Freedom from fear

Even as more and more people eschew the radio for the visual immediacy of television and the interactive, multimedia experience of the Internet, Tuesday, February 1, 2011 was quite an interesting day to be listening to the BBC World Service.

For whilst there was almost continuous reportage on the dramatic events unfolding in Egypt, there were also two programmes that seemed to reflect some of the sentiments underpinning the winds of change blowing across the Arab world.

In ‘World Have Your Say,’ an interview programme that allows audience participation, Aung San Suu Kyi, who won the Nobel Peace Prize in 1991 for her non-violent struggle for democracy and human rights in Burma and who was recently released from house arrest lasting 15 of the past 21 years, reflected with a certain serenity on her experiences, commitment and perspectives. When asked about the situation in Egypt, she expressed a deep interest but moved to a more general statement: “I sympathise with all those people who want freedom anywhere in the world. We want people to get the freedom that they deserve. I want them to succeed in what they are trying to achieve.”

Aung San Suu Kyi is, of course, well known for her 1990 ‘Freedom from Fear’ speech, in which, among other things she argues: “Within a system which denies the existence of basic human rights, fear tends to be the order of the day. Fear of imprisonment, fear of torture, fear of death, fear of losing friends, family, property or means of livelihood, fear of poverty, fear of isolation, fear of failure. A most insidious form of fear is that which masquerades as common sense or even wisdom, condemning as foolish, reckless, insignificant or futile the small, daily acts of courage which help to preserve man’s self-respect and inherent human dignity. It is not easy for a people conditioned by fear under the iron rule of the principle that might is right to free themselves from the enervating miasma of fear. Yet even under the most crushing state machinery courage rises up again and again, for fear is not the natural state of civilized man.”

Conversely, she had begun that speech stating, “It is not power that corrupts but fear. Fear of losing power corrupts those who wield it and fear of the scourge of power corrupts those who are subject to it.” In this respect, as the confrontation between a repressive regime and a people freeing themselves from fear takes its course in Cairo, the world witnessed on Wednesday the corrupting fear of those who stand to lose the most as pro-Mubarak goons brought bloody violence to the peaceful demonstrators in Tahrir Square.

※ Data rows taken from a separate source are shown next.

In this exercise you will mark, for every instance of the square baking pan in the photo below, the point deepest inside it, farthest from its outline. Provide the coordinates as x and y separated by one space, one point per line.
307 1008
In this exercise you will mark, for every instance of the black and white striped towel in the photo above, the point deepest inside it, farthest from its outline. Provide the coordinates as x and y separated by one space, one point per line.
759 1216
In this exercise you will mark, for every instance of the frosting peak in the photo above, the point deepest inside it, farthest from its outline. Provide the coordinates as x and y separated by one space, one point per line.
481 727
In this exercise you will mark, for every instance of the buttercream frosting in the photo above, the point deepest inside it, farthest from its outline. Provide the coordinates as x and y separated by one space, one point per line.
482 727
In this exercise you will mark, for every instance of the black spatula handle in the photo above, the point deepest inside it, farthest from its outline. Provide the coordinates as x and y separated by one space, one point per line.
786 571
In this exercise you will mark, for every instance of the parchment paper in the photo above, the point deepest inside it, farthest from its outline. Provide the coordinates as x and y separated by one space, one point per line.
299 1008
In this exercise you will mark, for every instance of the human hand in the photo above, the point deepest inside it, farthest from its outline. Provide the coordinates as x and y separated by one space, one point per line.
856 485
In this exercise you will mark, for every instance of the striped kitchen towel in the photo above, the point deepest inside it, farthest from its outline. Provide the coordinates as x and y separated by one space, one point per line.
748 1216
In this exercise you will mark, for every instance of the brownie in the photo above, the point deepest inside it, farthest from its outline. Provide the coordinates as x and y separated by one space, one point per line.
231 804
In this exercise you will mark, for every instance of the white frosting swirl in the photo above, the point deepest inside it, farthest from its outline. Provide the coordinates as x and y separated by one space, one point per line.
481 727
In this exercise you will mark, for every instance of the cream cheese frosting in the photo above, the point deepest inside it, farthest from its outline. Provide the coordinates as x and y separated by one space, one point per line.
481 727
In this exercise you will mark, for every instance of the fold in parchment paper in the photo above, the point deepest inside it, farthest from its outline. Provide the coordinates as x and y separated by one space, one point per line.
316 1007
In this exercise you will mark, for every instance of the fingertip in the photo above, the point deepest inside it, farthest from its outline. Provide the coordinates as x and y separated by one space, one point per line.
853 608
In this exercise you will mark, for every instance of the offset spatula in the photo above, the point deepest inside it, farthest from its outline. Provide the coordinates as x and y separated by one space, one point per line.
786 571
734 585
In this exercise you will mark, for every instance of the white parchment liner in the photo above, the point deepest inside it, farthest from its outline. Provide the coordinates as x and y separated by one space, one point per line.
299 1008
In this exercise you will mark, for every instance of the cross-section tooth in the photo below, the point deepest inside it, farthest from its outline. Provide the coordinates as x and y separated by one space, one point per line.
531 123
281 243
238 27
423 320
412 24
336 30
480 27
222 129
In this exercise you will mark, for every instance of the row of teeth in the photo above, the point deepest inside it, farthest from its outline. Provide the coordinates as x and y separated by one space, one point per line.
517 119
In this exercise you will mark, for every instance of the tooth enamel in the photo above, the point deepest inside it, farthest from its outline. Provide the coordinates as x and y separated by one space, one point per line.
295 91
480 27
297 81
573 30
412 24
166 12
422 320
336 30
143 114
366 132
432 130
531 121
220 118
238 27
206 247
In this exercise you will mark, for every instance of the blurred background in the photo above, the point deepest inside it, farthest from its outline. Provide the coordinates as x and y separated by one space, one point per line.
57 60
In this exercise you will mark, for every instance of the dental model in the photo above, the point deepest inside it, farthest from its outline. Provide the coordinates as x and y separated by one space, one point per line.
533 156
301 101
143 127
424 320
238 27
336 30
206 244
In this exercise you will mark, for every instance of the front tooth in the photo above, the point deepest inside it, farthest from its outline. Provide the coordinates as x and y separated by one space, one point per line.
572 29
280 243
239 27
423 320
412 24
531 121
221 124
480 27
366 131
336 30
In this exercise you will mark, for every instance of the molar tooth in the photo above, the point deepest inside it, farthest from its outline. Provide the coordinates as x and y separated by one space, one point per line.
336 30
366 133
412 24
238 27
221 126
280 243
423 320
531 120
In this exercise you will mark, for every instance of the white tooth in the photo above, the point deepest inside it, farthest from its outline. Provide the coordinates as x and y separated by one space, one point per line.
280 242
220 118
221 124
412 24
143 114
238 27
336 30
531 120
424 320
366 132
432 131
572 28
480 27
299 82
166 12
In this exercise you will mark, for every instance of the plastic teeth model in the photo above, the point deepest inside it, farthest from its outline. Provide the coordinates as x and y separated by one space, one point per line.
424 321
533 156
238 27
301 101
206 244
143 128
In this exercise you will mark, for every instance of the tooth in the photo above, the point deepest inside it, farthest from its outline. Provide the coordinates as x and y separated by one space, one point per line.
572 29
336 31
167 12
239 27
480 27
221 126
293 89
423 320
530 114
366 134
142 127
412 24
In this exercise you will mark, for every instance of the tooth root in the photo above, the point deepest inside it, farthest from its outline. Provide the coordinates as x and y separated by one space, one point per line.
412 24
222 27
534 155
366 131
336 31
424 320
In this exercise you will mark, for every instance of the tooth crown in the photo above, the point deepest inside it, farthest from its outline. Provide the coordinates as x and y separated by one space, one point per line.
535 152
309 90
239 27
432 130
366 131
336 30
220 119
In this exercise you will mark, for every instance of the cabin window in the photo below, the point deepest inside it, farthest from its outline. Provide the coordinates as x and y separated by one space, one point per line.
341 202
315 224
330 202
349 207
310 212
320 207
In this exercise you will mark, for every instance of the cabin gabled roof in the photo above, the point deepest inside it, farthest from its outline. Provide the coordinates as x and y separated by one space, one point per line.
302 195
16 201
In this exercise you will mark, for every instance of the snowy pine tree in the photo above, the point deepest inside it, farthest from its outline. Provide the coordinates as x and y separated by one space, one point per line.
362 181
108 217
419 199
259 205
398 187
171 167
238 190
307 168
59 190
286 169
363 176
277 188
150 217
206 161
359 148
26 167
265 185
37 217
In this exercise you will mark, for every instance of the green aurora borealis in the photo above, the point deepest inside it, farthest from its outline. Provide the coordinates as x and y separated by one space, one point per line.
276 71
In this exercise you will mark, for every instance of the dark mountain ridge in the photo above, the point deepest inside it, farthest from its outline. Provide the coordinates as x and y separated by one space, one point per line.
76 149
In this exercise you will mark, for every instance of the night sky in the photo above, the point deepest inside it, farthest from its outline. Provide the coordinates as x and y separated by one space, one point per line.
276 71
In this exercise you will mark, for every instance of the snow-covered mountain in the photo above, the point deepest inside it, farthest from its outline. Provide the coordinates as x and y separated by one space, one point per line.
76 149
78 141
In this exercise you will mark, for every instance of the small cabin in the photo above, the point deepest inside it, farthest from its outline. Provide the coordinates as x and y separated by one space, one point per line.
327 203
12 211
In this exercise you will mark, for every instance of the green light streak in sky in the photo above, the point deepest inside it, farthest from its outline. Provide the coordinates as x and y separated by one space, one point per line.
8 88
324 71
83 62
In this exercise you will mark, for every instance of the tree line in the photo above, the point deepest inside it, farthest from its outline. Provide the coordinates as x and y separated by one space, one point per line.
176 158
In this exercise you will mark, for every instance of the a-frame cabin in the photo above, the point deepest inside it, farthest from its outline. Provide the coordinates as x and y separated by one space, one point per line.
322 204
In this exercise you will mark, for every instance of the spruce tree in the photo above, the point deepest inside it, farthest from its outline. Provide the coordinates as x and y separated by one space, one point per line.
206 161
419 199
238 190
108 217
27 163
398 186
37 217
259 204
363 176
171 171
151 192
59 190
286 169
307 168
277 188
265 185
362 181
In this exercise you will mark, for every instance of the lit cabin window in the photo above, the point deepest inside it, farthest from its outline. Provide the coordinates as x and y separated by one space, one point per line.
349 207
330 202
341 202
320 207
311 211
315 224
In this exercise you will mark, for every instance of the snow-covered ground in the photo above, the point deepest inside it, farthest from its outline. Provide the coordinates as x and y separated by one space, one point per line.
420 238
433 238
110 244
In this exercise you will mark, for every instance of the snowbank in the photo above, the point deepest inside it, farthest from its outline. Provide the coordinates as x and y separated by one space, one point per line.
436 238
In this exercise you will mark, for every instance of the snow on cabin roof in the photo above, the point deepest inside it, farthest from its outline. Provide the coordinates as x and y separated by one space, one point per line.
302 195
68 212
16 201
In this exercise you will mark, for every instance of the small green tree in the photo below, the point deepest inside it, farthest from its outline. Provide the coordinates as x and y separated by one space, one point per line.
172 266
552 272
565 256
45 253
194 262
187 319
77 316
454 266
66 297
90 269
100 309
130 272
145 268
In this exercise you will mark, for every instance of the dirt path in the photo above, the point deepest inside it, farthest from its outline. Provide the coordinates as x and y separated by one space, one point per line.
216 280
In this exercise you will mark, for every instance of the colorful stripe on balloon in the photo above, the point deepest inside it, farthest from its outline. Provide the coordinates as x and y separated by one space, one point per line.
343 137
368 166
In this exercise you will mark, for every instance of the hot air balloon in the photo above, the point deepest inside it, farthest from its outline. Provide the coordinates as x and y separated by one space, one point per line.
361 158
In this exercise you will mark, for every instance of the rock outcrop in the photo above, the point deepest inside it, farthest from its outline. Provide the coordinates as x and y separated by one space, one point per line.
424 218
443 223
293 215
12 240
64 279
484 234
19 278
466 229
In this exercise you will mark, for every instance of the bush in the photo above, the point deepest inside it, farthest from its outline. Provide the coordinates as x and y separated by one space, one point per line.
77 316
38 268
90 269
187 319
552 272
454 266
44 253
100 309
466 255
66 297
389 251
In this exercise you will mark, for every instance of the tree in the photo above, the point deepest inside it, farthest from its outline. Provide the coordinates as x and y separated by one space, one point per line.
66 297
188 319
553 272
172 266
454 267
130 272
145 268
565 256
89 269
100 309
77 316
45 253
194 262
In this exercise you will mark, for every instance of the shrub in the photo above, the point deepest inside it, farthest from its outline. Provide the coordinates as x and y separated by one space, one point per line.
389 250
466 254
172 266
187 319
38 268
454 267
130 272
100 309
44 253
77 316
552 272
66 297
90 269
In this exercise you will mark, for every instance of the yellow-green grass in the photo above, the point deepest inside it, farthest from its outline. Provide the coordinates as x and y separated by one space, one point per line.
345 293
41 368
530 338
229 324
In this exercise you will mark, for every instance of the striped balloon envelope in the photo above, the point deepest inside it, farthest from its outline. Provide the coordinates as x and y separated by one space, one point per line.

On Tuesday, World Service listeners also heard an episode of ‘Witness,’ the history programme based on first-hand accounts of world events as told by those who lived through them. This one marked the 50th anniversary of the peaceful action taken by four young black men in Greensboro, North Carolina, on February 1, 1960, to protest the abhorrent system of segregation in the American South.

In his recollection, one of the Greensboro Four, Franklin McCain recounts how he and his friends asked to be served at a whites only lunch counter in a Woolworths store, and when they were refused service, stayed until closing time and returned day after day until they were finally served. As Mr McCain recalls it, the feeling he experienced when he first sat on the forbidden stool was “the most miraculous and the most wonderful feeling… the thought that… there’s a kind of freedom I have now that I’ve never had before… that’s the kind of liberation that I felt.”

As Mr McCain and his friends persevered in their non-violent demonstration, maintaining their humanity and dignity in the face of reactions ranging from astonishment and confusion to anger and physical abuse, a bigger crowd gathered every day. The protests then began to spread across town and across the state. Eventually, as national public opinion turned against them, the Greensboro store owners backed down. It was a small but significant victory in the whole civil rights campaign.

What we are now witnessing in Tunisia, Egypt, Jordan and Yemen are arguably the actions of people who, in their desire for democratic freedom, social justice, better economic conditions and, above all, a greater sense of dignity, no longer feel fear. As with Franklin McCain and Aung San Suu Kyi, this freedom from fear is the greatest weapon against injustice and authoritarian rule.